Hier ziet u een verkort voorbeeld van azuredeploy.parameters.json :

{
  "$schema": "https://schema.management.azure.com/schemas/2015-01-01/deploymentParameters.json",
  "contentVersion": "1.0.0.0",
  "parameters": {
    "appServiceEnvironmentName": {
      "value": "yourASENameHere"
    },
    "existingAseLocation": {
      "value": "East US 2"
    },
    "pfxBlobString": {
      "value": "MIIKcAIBAz...snip...snip...pkCAgfQ"
    },
    "password": {
      "value": "PASSWORDGOESHERE"
    },
    "certificateThumbprint": {
      "value": "AF3143EB61D43F6727842115BB7F17BBCECAECAE"
    },
    "certificateName": {
      "value": "DefaultCertificateFor_yourASENameHere_InternalLoadBalancingASE"
    }
  }
}

Nadat het azuredeploy.parameters.json-bestand is ingevuld, configureert u het standaard TLS/SSL-certificaat met behulp van het PowerShell-codefragment. Wijzig de bestandspaden zodat deze overeenkomen met de locatie van de Resource Manager-sjabloonbestanden op uw computer. Vergeet niet om uw eigen waarden op te geven voor de Resource Manager-implementatienaam en de naam van de resourcegroep:

$templatePath="PATH\azuredeploy.json"
$parameterPath="PATH\azuredeploy.parameters.json"

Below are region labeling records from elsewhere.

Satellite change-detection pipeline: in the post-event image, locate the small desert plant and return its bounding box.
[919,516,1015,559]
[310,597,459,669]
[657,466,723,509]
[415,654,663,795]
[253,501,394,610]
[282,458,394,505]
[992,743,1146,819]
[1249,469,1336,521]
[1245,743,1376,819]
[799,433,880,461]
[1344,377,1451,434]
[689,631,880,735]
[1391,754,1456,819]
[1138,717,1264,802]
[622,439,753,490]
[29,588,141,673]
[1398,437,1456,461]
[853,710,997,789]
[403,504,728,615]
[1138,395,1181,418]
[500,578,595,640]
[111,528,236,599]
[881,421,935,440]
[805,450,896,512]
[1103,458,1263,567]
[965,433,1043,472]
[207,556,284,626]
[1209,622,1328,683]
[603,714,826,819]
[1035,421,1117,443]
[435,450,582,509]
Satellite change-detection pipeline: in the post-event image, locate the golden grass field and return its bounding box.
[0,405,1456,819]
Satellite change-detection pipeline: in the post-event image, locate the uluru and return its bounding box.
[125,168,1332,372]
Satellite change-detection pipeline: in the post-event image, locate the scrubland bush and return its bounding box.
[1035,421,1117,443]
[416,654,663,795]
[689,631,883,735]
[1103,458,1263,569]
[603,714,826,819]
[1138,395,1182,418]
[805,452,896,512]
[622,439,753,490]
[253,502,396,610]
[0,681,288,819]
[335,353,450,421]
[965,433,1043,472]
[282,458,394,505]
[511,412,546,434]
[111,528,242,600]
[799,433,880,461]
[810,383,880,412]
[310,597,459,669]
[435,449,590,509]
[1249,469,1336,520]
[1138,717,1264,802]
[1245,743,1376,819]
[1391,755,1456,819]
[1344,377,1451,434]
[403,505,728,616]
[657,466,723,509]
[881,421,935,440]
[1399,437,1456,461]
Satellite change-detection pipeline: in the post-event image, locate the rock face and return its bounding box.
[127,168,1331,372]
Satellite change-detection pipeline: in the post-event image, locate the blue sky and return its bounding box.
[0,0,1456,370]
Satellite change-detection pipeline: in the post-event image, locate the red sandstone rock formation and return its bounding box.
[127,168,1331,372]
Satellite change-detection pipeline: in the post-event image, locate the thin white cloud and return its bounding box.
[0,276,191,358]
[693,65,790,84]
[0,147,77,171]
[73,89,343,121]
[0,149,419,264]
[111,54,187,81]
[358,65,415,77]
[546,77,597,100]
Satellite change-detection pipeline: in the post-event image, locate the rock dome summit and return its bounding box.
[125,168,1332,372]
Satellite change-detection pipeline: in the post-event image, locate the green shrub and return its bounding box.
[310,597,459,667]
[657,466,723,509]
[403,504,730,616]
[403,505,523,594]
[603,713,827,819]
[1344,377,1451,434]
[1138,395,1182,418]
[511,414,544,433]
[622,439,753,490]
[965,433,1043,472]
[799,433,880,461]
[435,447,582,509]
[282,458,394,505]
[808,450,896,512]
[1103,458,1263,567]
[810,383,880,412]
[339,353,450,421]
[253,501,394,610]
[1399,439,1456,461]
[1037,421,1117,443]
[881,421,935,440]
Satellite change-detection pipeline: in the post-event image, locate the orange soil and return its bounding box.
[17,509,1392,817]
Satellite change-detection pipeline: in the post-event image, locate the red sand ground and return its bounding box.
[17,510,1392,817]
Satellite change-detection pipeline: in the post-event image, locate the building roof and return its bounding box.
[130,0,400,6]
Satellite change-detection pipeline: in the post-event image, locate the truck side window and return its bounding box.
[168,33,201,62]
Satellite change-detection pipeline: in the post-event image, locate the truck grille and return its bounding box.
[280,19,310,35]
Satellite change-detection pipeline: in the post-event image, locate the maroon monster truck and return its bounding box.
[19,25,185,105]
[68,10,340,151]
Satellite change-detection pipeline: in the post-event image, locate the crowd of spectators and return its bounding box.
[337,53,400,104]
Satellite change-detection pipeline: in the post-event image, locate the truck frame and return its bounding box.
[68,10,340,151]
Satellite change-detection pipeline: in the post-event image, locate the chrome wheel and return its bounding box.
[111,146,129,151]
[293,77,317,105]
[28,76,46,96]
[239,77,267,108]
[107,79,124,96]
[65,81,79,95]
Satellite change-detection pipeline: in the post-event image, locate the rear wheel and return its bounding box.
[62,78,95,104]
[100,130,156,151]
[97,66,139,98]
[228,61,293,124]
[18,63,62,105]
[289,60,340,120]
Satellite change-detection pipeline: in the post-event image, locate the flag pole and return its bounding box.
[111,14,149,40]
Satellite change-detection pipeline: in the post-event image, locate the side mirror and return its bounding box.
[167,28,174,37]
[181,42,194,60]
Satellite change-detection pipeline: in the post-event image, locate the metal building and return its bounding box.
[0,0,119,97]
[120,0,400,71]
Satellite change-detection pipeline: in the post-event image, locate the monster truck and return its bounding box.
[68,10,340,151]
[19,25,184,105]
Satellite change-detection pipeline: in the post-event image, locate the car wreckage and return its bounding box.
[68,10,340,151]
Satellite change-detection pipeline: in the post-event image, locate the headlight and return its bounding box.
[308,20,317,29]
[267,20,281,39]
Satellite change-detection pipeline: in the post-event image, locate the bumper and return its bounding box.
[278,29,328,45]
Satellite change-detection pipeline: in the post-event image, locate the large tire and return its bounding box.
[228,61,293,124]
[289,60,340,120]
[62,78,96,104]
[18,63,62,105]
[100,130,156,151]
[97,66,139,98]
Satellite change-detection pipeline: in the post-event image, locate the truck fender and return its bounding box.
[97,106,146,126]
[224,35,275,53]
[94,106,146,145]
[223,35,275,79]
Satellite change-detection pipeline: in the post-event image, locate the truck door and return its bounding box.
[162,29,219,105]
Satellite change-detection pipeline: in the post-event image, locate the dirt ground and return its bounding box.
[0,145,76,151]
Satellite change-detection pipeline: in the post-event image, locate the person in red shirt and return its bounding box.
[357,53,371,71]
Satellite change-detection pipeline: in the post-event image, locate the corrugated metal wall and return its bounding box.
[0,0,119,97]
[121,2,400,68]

New-AzResourceGroupDeployment -Name "CHANGEME" -ResourceGroupName "YOUR-RG-NAME-HERE" -TemplateFile $templatePath -TemplateParameterFile $parameterPath

Het duurt ongeveer 40 minuten per ASE-front-end om de wijziging toe te passen. Voor een as-omgeving met standaardformaat die gebruikmaakt van twee front-ends, duurt het ongeveer 1 uur en 20 minuten voordat de sjabloon is voltooid. Terwijl de sjabloon wordt uitgevoerd, kan de ASE niet worden geschaald.

Nadat de sjabloon is voltooid, kunnen apps op de ILB ASE worden geopend via HTTPS. De verbindingen worden beveiligd met behulp van het standaard TLS/SSL-certificaat. Het standaard TLS/SSL-certificaat wordt gebruikt wanneer apps op de ILB ASE worden geadresseerd met behulp van een combinatie van de toepassingsnaam plus de standaardhostnaam. Gebruikt bijvoorbeeld https://mycustomapp.internal.contoso.com het standaard TLS/SSL-certificaat voor *.internal.contoso.com.

Net als apps die worden uitgevoerd in de openbare multitenant-service, kunnen ontwikkelaars echter aangepaste hostnamen configureren voor afzonderlijke apps. Ze kunnen ook unieke SNI TLS/SSL-certificaatbindingen configureren voor afzonderlijke apps.